Qui sommes-nous ?
L’ARC est composée d’un secrétariat général et de 8 antennes réparties en Région Bruxelles, Brabant Wallon, Province de Namur, Province de Liège et Hainaut : Bruxelles, Braine-L’Alleud, La Louvière, Liège, Namur, Récollets, Soumagne, Verviers.
Si chaque antenne a ses spécificités, le socle de valeurs et d’actions est commun à toutes ses entités. C’est pourquoi, les antennes de l’ARC et son secrétariat général inscrivent leurs actions au cœur des problématiques sociales, économiques, culturelles et politiques contemporaines : précarité, oppressions, exclusion numérique, droit à la culture, accès au logement, égalité hommes femmes …). Le Secrétariat général de l’ARC est également reconnu comme entreprise d’économie sociale et dispose d’un agrément en Insertion socio-professionnelle.
Les différentes entités de l’asbl diversifient leurs niveaux d’intervention dans le cadre de stratégies coordonnées allant de l’aide sociale de première ligne à la recherche, en passant par la diffusion culturelle, la sensibilisation et la formation.
Nos activités sur Bruxelles se déclinent en plusieurs axes principaux
- Les activités en éducation permanente
- L’insertion socio-professionnelle
- Le réseau des informaticien·ne·s public·que·s
- La diffusion culturelle
- L'égalité des chances
Découvrez le programme d’activités proposées par nos antennes wallonnes
Notre mission
L’ARC entend lutter pour une société plus juste par le biais de la promotion et de la protection des droits culturels.

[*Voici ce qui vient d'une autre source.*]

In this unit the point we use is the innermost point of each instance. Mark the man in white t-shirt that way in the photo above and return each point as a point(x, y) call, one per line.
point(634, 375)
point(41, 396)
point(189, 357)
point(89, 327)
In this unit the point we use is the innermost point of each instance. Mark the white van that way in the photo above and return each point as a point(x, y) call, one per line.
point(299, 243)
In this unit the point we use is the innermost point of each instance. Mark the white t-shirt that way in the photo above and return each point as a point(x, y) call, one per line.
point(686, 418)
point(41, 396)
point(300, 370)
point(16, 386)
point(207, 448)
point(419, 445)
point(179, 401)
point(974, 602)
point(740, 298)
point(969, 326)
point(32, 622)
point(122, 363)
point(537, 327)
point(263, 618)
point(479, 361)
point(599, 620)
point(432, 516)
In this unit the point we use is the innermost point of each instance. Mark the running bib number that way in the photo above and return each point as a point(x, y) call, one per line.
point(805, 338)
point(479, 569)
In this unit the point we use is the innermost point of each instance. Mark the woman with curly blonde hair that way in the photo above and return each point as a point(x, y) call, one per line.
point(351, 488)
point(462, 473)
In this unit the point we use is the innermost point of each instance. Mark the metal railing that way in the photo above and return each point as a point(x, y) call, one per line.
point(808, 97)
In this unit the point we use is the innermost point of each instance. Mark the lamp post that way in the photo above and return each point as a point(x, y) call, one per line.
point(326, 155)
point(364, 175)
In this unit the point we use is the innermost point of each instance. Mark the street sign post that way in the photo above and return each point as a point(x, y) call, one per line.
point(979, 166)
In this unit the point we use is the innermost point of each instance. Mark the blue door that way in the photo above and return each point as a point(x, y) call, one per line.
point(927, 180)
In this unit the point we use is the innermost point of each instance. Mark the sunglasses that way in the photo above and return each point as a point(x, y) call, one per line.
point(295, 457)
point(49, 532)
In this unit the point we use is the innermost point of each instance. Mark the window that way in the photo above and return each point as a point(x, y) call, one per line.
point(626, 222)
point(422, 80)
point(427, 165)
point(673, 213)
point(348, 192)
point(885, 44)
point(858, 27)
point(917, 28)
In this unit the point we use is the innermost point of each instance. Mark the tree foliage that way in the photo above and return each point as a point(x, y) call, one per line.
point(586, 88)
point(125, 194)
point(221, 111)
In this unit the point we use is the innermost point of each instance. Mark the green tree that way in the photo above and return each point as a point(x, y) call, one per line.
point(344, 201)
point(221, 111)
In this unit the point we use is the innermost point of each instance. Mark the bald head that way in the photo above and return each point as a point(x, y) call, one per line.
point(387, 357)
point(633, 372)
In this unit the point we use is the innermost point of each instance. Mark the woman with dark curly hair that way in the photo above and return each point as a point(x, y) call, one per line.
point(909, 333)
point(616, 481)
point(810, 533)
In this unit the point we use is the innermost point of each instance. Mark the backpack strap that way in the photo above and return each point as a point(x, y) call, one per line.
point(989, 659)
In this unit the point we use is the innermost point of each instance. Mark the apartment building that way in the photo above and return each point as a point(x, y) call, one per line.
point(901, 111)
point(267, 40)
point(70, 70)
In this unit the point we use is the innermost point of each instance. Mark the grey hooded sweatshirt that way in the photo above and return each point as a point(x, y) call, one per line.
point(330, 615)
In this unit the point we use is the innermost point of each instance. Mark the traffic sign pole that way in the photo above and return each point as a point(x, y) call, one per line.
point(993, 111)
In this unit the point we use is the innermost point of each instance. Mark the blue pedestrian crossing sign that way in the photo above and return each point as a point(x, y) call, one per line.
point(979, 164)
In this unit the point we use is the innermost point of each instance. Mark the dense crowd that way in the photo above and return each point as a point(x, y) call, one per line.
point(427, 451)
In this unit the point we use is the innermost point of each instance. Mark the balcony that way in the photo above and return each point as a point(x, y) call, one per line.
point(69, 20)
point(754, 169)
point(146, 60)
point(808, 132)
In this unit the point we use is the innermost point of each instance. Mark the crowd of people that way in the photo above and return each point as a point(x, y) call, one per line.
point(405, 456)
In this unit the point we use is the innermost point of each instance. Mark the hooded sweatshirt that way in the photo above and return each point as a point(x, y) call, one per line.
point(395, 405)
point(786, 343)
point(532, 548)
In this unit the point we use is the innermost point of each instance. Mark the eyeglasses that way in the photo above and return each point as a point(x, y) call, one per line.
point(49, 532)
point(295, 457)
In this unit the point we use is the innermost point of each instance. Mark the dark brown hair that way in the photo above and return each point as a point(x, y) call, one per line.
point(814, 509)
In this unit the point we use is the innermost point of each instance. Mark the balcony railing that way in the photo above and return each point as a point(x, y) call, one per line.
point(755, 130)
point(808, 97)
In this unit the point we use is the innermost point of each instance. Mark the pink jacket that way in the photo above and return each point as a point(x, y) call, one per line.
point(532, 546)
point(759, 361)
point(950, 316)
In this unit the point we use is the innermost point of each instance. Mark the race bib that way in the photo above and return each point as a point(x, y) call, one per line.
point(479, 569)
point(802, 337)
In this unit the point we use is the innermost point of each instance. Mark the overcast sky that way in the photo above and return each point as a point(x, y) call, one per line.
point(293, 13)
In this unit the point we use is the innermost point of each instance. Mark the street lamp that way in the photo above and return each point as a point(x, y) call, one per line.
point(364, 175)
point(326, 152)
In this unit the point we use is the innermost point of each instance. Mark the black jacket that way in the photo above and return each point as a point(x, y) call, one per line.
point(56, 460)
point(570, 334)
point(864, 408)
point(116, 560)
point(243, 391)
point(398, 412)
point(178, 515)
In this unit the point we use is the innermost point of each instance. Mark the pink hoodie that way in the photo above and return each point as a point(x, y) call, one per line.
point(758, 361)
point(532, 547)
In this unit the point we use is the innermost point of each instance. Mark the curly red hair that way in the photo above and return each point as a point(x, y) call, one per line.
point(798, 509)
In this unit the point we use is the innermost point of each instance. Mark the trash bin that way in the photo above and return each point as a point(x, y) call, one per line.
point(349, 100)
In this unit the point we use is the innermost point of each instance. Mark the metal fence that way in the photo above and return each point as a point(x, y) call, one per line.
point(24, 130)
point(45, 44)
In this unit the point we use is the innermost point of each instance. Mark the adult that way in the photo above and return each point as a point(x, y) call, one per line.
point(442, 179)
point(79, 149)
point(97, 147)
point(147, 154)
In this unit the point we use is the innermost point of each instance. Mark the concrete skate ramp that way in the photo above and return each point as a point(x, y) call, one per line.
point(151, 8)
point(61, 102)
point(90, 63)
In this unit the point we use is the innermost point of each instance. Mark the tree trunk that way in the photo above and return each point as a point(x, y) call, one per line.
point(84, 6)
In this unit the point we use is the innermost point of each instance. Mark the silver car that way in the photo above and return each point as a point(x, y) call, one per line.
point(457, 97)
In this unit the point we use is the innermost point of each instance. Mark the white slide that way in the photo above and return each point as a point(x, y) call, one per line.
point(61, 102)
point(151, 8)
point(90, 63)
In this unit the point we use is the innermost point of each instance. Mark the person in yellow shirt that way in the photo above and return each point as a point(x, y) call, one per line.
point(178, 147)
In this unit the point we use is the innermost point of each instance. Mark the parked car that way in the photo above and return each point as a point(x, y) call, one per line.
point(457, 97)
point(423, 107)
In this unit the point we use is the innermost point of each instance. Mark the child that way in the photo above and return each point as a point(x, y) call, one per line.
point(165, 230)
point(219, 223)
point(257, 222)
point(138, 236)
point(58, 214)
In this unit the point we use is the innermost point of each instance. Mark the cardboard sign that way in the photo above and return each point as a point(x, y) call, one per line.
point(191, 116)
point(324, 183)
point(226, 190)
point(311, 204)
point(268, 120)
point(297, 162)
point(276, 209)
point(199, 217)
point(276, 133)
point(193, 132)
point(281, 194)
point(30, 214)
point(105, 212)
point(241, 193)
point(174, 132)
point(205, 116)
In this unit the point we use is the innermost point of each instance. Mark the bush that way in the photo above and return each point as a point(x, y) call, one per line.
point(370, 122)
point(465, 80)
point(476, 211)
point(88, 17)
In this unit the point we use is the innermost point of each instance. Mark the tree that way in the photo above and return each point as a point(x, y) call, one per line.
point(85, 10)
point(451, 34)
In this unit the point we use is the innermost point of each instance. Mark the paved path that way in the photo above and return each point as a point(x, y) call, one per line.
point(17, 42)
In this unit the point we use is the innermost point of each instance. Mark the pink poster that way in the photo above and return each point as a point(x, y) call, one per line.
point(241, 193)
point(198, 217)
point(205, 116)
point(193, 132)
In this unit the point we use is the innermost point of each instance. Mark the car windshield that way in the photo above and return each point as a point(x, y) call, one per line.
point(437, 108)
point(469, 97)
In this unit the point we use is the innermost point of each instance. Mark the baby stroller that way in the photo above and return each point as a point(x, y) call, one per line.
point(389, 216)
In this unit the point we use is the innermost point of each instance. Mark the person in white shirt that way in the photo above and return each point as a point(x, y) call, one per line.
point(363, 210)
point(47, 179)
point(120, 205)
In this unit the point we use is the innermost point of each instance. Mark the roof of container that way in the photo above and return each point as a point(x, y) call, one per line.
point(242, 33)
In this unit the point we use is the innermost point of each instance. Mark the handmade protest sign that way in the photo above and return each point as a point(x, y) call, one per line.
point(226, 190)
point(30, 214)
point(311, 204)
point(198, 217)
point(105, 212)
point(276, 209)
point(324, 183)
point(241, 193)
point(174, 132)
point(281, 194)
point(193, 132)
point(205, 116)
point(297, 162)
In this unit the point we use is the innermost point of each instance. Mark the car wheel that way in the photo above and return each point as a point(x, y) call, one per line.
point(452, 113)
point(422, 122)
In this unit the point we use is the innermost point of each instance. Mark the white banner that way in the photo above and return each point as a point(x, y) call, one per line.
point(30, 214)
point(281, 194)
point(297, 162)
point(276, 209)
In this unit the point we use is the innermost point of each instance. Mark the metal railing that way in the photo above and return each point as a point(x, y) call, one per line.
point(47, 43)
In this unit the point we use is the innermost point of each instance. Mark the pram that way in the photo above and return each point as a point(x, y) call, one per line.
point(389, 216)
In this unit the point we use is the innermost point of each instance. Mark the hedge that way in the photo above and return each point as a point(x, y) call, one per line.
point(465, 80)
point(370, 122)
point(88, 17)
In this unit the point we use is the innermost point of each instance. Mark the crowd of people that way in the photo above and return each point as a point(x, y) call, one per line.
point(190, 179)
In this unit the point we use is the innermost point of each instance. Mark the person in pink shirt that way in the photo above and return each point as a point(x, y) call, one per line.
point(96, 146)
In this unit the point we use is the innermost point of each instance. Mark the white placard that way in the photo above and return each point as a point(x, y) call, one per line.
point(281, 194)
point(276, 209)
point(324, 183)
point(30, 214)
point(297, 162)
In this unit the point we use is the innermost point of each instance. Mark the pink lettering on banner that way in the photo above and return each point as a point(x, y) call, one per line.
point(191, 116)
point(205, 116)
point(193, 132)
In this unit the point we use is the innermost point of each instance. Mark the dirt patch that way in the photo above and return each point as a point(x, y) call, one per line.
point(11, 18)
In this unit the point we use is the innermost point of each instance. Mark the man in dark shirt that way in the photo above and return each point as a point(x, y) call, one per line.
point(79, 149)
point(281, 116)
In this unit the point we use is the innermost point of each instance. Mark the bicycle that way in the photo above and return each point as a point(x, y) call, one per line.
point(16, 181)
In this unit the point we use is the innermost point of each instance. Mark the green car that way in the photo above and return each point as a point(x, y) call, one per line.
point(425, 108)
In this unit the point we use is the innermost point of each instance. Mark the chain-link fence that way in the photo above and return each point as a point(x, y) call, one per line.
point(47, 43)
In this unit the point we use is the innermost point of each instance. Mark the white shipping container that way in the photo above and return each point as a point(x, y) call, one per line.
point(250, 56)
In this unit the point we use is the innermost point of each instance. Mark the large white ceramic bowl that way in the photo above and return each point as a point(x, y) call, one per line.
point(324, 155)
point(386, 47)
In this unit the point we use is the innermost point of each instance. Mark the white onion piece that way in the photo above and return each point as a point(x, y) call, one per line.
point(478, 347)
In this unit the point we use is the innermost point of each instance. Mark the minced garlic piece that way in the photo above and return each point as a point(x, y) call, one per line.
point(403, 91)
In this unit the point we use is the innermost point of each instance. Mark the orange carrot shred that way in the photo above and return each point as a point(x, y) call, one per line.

Les droits culturels englobent, selon la conception Patrice Meyer-Bish à laquelle nous nous rattachons, tous les droits qui permettent à chacun de d’accéder aux ressources nécessaires à son processus d’identification, les droits qui lui permettent de donner et de recevoir. […] Cela inclut les libertés d’exercer une activité culturelle de son choix (y compris les libertés de la langue, de la recherche et de la création), le droit d’accès aux patrimoines, de participer ou de ne pas participer à des communautés culturelles, les droits à l’éducation, à l’information (formation et information sont inséparables), le droit de participer aux politiques culturelles.
Plus précisément, l’ARC choisit de lutter pour une société où les droits culturels sont considérés non pas comme une conséquence de l’exercice des droits sociaux, politiques et économiques mais comme la base essentielle à partir de laquelle chacun peut choisir et défendre son identité culturelle. Nous pensons qu’une composante culturelle est inscrite dans tous les droits humains. Défendre les droits culturels, du point de vue de l’ARC, n’est donc pas une manière de limiter nos impacts à des droits humains spécifiques, mais plutôt une manière de défendre les capacités de chaque individu à exercer tous ses droits. Pour cette raison, nous aimons définir notre mission comme suit : « promouvoir et défendre le droit fondamental de chaque individu à une identité culturelle, en évolution »
Notre ASBL cible en particulier les évolutions de notre société qui menacent l’exercice des droits culturels de tous les citoyens, en les limitants ou en les conditionnant à d’autres droits, à savoir :
Une disqualification de la parole citoyenne
La société dans son ensemble reproduit, via certains médias et discours politiques notamment, une image stigmatisante des nouveaux pauvres. La parole de ces citoyen·ne·s se trouve ainsi disqualifiée, en rétrécissant l’espace public et en affaiblissant le fonctionnement démocratique.
Certaines personnes, sans être forcément en situation de précarité, peuvent également ne pas se retrouver dans le modèle culturel dominant qui ne leur permet pas de réaliser leurs aspirations. Leur identité n’est pas à proprement parler niée, mais elle n’est pas pour autant prise en compte et reconnue par le modèle dominant.
Une perte de pouvoir des personnes face au marché et une hégémonie totalitaire du capitalisme
Le modèle capitaliste, qui se propage dans l’organisation des services publics, les modalités et le choix des politiques publiques, le financement du secteur associatif, etc., repose sur une idéologie propre qui, sans réelle forme de contrepouvoir, s’impose comme une culture dominante et prive les citoyen·ne·s de leurs droits à faire valoir leurs propres valeurs dans la sphère économique. Malgré les nombreuses initiatives dites « alternatives », il reste imperméable et incontournables, les reléguant au niveau d’épiphénomènes.